Harold Webber "Jack" Freeman (born Ilford, Greater London, England, 28 March 1899; died 18 February 1994) was an English writer best known for his works set among farmers and farm laborers in Suffolk, particularly his first novel Joseph and His Brethren (1928).
The son of a schoolmaster, Freeman was educated at the City of London School. At the end of World War I he served a year in the Somerset Light Infantry and then went to Christ Church, Oxford on a scholarship and read classics. Although a qualified scholar, after college Freeman worked on a poultry farm his father owned in Carlton, Suffolk and on other farms in the area for several years. In 1924 he left farming and travelled abroad, chiefly in Italy.

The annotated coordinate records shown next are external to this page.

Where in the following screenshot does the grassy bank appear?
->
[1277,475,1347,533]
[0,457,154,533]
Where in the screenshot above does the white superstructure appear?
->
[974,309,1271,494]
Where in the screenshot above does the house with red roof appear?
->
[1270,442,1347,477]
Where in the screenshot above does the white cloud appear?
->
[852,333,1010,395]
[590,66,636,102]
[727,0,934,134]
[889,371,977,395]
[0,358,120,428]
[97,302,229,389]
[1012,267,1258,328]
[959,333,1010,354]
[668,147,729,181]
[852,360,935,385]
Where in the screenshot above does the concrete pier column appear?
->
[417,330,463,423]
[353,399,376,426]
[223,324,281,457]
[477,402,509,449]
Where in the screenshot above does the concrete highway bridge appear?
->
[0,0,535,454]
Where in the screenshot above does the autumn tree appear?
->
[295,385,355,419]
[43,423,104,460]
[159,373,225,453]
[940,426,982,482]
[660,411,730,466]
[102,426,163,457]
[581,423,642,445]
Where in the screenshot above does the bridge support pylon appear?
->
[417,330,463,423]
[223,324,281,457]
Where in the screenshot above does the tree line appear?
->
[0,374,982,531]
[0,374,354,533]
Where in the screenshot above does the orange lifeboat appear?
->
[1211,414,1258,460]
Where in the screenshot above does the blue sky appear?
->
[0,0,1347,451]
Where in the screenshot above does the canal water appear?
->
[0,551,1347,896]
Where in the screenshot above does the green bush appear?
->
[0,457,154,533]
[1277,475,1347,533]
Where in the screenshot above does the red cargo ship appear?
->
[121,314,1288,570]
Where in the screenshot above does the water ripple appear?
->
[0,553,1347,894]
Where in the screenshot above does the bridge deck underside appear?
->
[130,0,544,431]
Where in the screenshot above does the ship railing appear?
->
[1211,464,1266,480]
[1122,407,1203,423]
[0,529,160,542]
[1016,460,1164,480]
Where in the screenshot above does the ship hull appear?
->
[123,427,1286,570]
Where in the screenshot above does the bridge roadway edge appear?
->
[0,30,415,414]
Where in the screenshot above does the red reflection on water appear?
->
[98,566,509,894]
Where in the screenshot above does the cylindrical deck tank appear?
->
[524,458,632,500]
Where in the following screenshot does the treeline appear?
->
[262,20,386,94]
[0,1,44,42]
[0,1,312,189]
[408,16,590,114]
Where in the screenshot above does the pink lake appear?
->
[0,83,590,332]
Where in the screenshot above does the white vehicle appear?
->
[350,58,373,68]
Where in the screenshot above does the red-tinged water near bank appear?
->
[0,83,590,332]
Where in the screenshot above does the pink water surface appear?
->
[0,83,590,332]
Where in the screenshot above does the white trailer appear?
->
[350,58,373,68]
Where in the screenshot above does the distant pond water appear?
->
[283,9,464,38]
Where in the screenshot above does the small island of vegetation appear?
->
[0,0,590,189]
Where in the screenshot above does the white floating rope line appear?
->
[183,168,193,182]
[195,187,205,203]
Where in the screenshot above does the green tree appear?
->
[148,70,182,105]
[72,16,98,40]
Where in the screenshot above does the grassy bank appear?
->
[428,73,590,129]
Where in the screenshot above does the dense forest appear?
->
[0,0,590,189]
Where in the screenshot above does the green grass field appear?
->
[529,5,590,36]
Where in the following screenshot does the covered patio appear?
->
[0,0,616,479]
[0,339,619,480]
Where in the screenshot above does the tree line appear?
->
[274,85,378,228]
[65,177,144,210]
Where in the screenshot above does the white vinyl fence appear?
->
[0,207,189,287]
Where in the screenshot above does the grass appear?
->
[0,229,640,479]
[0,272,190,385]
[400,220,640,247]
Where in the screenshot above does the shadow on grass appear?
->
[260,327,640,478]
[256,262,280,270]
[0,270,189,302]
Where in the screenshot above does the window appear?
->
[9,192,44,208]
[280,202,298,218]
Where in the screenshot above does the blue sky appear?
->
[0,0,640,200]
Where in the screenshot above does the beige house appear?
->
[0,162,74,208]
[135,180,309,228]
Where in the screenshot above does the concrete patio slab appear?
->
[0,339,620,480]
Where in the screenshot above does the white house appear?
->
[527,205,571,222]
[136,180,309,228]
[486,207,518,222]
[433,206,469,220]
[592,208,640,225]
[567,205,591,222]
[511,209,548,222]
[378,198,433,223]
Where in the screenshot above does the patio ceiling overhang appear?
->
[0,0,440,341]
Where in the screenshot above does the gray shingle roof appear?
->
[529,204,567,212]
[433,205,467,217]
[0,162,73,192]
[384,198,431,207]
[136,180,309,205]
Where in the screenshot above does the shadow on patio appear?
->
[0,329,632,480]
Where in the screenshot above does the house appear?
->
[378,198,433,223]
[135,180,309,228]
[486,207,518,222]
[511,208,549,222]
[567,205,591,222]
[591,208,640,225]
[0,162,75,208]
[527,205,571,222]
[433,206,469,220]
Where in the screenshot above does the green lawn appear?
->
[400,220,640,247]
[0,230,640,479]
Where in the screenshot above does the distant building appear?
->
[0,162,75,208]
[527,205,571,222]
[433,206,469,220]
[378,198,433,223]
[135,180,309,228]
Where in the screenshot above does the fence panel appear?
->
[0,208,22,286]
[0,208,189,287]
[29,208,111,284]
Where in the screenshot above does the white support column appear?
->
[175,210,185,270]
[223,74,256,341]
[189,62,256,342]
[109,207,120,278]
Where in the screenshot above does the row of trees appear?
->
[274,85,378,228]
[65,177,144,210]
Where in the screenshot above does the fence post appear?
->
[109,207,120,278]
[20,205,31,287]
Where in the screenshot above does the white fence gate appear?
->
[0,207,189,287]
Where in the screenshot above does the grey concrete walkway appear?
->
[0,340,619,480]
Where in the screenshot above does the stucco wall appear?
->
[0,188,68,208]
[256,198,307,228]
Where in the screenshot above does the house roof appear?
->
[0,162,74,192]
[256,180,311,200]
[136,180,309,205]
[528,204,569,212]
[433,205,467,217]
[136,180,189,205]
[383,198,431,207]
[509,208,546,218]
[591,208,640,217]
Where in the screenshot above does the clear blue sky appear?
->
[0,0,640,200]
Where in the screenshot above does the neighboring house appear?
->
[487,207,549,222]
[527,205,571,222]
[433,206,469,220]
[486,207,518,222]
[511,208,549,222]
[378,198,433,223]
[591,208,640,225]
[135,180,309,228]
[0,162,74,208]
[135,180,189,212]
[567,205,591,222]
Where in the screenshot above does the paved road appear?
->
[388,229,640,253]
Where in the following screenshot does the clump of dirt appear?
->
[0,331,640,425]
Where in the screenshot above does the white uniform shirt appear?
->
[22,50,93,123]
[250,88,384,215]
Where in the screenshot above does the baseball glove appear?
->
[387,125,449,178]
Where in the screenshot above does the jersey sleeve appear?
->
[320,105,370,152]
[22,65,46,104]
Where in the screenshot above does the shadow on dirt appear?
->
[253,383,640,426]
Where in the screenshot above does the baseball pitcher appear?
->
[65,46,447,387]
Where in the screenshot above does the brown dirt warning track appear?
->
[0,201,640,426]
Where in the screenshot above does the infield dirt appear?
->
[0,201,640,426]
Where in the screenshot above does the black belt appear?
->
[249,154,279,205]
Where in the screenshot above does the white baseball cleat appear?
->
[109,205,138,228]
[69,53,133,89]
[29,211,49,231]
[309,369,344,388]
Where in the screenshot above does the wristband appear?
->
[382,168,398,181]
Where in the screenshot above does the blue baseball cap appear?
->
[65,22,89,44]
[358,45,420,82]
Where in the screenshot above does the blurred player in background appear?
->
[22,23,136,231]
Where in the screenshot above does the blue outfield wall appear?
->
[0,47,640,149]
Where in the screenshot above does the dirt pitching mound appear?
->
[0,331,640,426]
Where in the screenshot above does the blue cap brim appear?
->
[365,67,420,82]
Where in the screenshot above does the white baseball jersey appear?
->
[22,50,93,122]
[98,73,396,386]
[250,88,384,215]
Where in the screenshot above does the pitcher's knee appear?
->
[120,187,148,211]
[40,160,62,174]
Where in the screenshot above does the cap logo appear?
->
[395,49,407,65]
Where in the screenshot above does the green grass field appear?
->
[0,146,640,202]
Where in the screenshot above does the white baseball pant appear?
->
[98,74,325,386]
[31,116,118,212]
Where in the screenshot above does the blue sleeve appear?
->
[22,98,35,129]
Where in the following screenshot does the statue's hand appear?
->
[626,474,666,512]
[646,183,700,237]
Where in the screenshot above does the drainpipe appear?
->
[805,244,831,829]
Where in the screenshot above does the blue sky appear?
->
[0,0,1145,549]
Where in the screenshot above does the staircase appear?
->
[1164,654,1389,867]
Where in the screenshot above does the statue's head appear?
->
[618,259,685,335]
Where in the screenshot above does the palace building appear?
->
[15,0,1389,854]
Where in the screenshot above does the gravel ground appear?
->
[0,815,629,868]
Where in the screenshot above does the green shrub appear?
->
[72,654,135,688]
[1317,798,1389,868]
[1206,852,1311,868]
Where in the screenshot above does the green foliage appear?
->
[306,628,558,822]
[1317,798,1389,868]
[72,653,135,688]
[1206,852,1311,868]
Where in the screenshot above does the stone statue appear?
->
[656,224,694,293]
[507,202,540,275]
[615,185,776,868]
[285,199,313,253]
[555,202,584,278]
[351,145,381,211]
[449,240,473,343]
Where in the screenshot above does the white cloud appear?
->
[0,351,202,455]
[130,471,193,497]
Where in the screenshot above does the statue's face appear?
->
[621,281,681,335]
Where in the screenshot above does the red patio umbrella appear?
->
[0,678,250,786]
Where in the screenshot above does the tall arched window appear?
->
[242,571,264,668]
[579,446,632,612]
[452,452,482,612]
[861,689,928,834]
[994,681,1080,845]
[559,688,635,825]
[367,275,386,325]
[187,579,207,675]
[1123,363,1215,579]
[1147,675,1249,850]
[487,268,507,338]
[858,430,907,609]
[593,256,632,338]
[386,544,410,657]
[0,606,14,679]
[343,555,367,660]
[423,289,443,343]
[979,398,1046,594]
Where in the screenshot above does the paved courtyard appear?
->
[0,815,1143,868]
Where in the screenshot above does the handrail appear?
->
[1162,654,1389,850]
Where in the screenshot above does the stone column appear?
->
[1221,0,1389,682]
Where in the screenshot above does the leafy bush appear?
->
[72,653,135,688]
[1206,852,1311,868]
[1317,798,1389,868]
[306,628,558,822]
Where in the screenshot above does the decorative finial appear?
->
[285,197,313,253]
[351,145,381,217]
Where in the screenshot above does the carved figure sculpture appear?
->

Freeman wrote his most successful work, Joseph and His Brethen, first as a short story in 1926 and then expanded it into a novel while living in Florence during the winter of 1927 to 1928. Published that year, it became a best-seller in England and then in the United States, where it was a main selection of the recently founded Book of the Month Club. The favorable New York Times review compared it to the works of Thomas Hardy and Knut Hamsun.
Freeman continued to write novels set in rural Suffolk to less success, with his last published novel being The Poor Scholar's Tale (1954). He also provided the script for a short documentary film, The Harvest Shall Come (1942).
Freeman married Elizabeth Boedecker (1902âÂÂ1994), a German costume designer. They moved to Offton, Suffolk and lived in a former public house there, gardening and traveling around Europe by train and bicycle (Freeman despised cars and never learned to drive.) He and his wife are buried in the churchyard of the Church of St. Mary in Offton.